EPIDEMIOLOGY AND CONTROL OF CERVICAL CANCER IN BRAZIL – ROLE OF HPV GENOTYPES
02. Epidemiology and natural history
J.E. Levi, Virology Lab., Instituto de Medicina Tropical da Universidade de Sao Paulo – Sao Paulo (Brazil)
Background / Objectives
The estimated age-adjusted incidence of cervical cancer (CC) in Brazil is approximately of 18⁄100,000 women/year, with large regional differences. Apart from epidemiological interest, recognizing the role of each individual HPV genotype in cervical malignancy became more important after the introduction of HPV vaccines against HPV 16 or 18 infections, showing limited cross protection to other high-risk genotypes non-16/18. Not surprisingly, a new generation of vaccines including another 5 high-risk HPV genotypes have recently been launched. Surveillance with extended genotyping platforms is necessary to identify an eventual emergence of a non-vaccine genotype that may occupy this, to be vacant, ecological niche. However, it is clear that the current vaccines are highly effective on naïve populations but not appropriate to previously and current infected subjects. This translates into the need to screen for CC for the next 50 years. Concerning CC screening, several studies have shown that testing for HPV-DNA is more advantageous than by cytology. Therefore, many countries are remodeling their CC screening program, placing HPV testing as the primary tool and referring to cytology only the HPV+ samples. The objective of this work is to investigate the differential role of HPV genotypes in the epidemiology of cervical cancer in Brazil.
Brazilian studies investigating the distribution of HPV genotypes in the general population and cervical cancer specimens were reviewed and compiled.
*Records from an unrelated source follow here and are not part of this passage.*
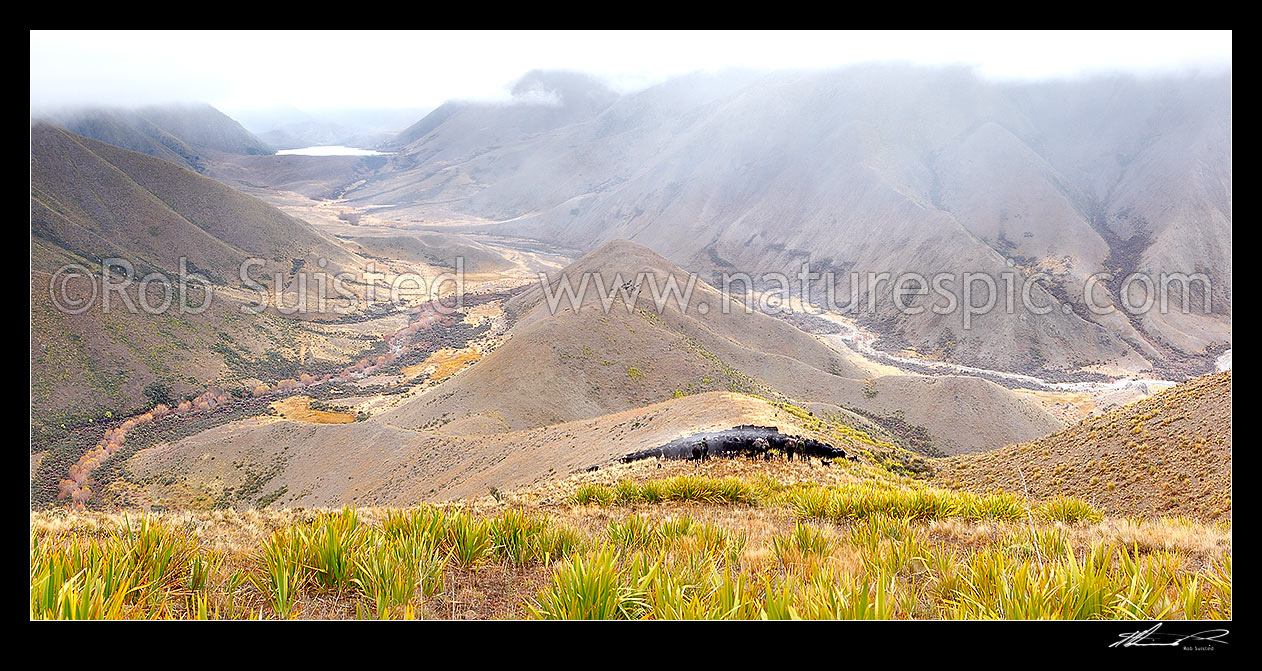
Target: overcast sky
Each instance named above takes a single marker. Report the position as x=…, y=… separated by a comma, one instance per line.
x=314, y=71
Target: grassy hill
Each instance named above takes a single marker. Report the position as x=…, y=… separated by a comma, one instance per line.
x=92, y=201
x=587, y=362
x=1166, y=455
x=725, y=540
x=875, y=168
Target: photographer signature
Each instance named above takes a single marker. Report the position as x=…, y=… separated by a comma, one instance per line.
x=1154, y=638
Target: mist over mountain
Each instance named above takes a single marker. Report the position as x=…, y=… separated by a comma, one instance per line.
x=188, y=135
x=868, y=169
x=292, y=128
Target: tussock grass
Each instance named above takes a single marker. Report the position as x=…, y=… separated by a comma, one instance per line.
x=685, y=546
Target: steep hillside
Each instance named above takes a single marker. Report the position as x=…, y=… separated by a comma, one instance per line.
x=1169, y=454
x=95, y=201
x=875, y=169
x=369, y=462
x=183, y=134
x=583, y=362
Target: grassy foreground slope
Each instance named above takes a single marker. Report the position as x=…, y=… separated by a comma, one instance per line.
x=1167, y=454
x=728, y=539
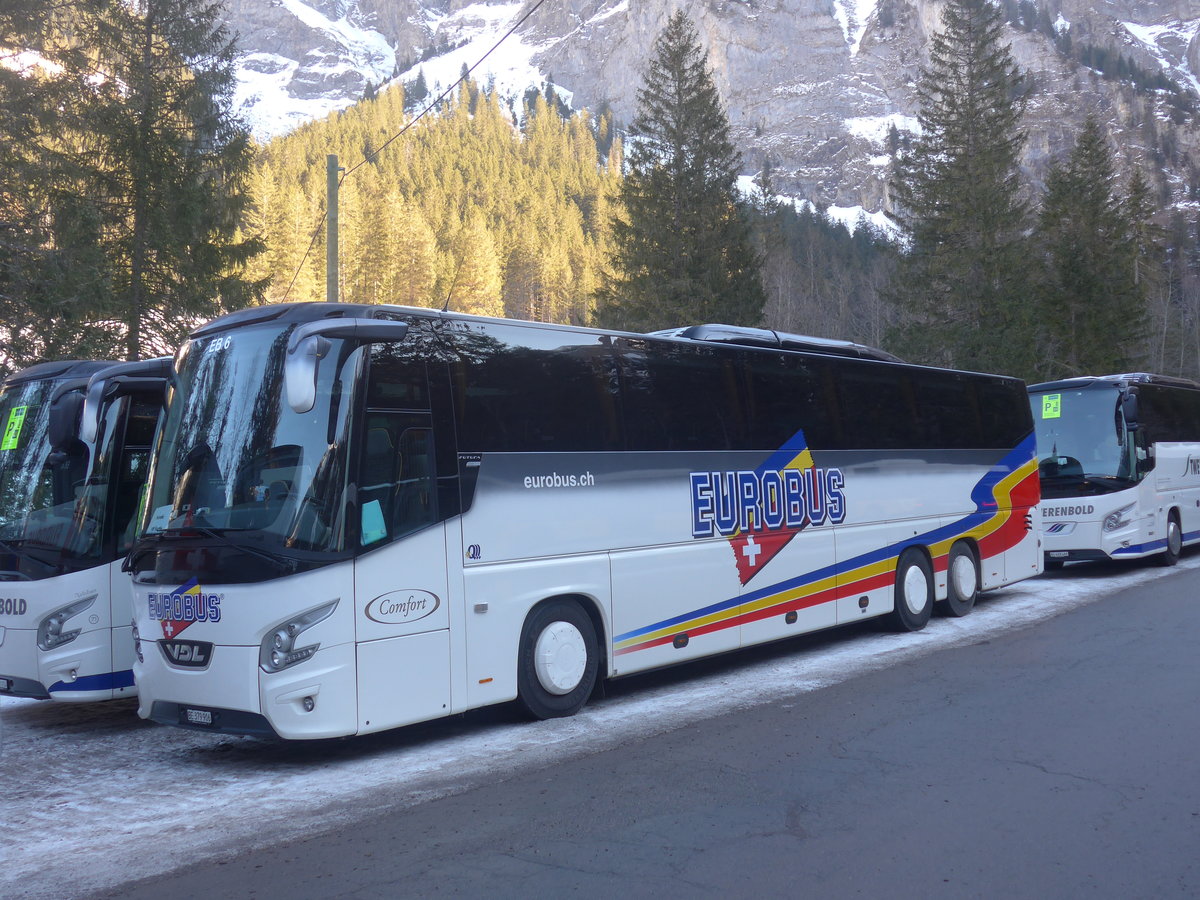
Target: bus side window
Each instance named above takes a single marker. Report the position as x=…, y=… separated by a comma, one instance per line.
x=397, y=492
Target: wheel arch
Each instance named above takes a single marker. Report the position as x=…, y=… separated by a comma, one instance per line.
x=594, y=611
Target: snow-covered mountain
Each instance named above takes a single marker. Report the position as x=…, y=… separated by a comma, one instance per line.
x=815, y=85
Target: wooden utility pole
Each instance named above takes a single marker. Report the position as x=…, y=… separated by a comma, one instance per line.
x=331, y=171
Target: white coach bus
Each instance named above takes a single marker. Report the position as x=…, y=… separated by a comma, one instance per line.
x=365, y=516
x=71, y=475
x=1120, y=467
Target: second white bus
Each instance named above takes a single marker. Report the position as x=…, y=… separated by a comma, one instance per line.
x=71, y=477
x=1120, y=466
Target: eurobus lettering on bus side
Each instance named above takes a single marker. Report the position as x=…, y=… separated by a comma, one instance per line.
x=1119, y=467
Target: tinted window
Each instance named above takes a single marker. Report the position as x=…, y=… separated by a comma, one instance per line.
x=948, y=409
x=877, y=408
x=533, y=390
x=681, y=396
x=1169, y=413
x=1003, y=412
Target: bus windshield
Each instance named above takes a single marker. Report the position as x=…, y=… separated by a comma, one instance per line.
x=37, y=486
x=1081, y=435
x=235, y=457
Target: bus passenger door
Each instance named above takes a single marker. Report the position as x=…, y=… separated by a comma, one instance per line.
x=402, y=613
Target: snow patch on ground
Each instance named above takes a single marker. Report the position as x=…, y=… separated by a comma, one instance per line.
x=263, y=97
x=509, y=67
x=96, y=798
x=875, y=127
x=850, y=217
x=1181, y=34
x=853, y=17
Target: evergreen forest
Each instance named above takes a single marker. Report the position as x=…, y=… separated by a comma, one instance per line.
x=124, y=227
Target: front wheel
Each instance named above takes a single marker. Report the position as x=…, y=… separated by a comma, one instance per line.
x=558, y=660
x=961, y=581
x=1174, y=541
x=913, y=592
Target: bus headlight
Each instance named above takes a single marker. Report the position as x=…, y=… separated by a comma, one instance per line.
x=1120, y=519
x=49, y=630
x=279, y=651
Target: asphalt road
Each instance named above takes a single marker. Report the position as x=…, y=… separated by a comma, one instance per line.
x=1055, y=761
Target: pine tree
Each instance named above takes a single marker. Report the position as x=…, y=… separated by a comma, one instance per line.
x=960, y=287
x=177, y=167
x=54, y=275
x=682, y=247
x=1093, y=300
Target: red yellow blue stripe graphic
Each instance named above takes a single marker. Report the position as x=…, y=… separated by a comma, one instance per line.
x=1002, y=498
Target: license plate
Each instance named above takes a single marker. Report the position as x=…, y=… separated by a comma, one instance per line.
x=198, y=717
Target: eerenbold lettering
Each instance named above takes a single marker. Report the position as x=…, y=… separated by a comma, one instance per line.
x=1056, y=511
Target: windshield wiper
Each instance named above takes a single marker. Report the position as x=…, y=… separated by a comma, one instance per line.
x=21, y=550
x=281, y=562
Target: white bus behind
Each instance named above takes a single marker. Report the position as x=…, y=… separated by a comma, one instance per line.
x=1120, y=467
x=71, y=479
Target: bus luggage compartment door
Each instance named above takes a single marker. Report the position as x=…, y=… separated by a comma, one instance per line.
x=403, y=681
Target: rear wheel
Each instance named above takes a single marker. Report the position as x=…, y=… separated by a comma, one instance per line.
x=1174, y=540
x=558, y=661
x=961, y=581
x=913, y=592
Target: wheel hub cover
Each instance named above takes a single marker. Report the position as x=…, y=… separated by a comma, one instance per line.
x=964, y=576
x=559, y=658
x=916, y=589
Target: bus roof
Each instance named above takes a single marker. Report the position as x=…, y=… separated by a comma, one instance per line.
x=777, y=340
x=1116, y=381
x=709, y=334
x=64, y=369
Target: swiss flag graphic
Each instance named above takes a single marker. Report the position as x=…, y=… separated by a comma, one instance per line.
x=171, y=628
x=754, y=550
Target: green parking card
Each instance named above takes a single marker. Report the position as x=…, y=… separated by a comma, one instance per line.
x=12, y=429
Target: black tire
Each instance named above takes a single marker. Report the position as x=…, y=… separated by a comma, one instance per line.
x=913, y=592
x=1174, y=541
x=558, y=660
x=961, y=581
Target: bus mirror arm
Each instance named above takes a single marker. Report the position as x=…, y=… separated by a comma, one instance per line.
x=1129, y=409
x=141, y=376
x=310, y=343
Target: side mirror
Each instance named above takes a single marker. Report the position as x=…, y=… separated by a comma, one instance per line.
x=1129, y=411
x=64, y=414
x=119, y=381
x=309, y=345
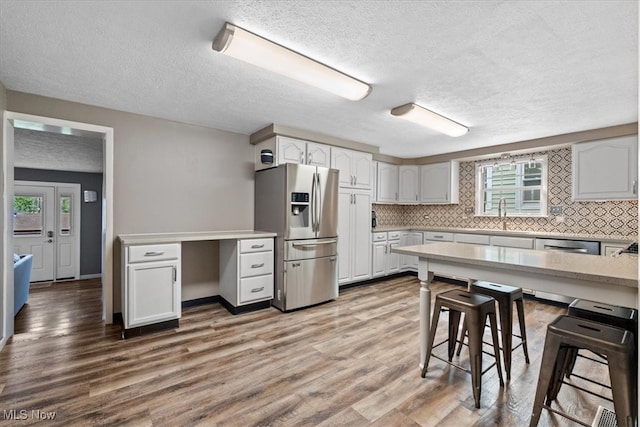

Prevalence of high-risk HPVs in Brazil is similar to countries presenting a low incidence of CC, indicating inefficiencies in the national screening program, which relies on cytology. HPV genotyping in large scale has depicted a frequency of HPV genotypes in the general Brazilian female population that is similar to the global 122⁄490 distribution; HPV 16 being the commonest followed by other genotypes according to the study population and geographical region, but not HPV 18. In contrast, on CC cases HPV 18 is the second, being present on 10–15% of all CCs, far after HPV 16 which accounts for 50–70%.
Large studies with prolonged follow-up revealed that among HPV genotypes, classified as of high-risk, there are significant differences in their oncogenic potential. Consequently, in the age of personalized medicine, it makes sense to have management strategies according to the genotype or group identified in the sample. Several biomarkers are under evaluation in order to identify on HPV positive cervicovaginal samples, those that present a higher diagnostic or prognostic risk of neoplasia, thus justifying more costly and invasive procedures.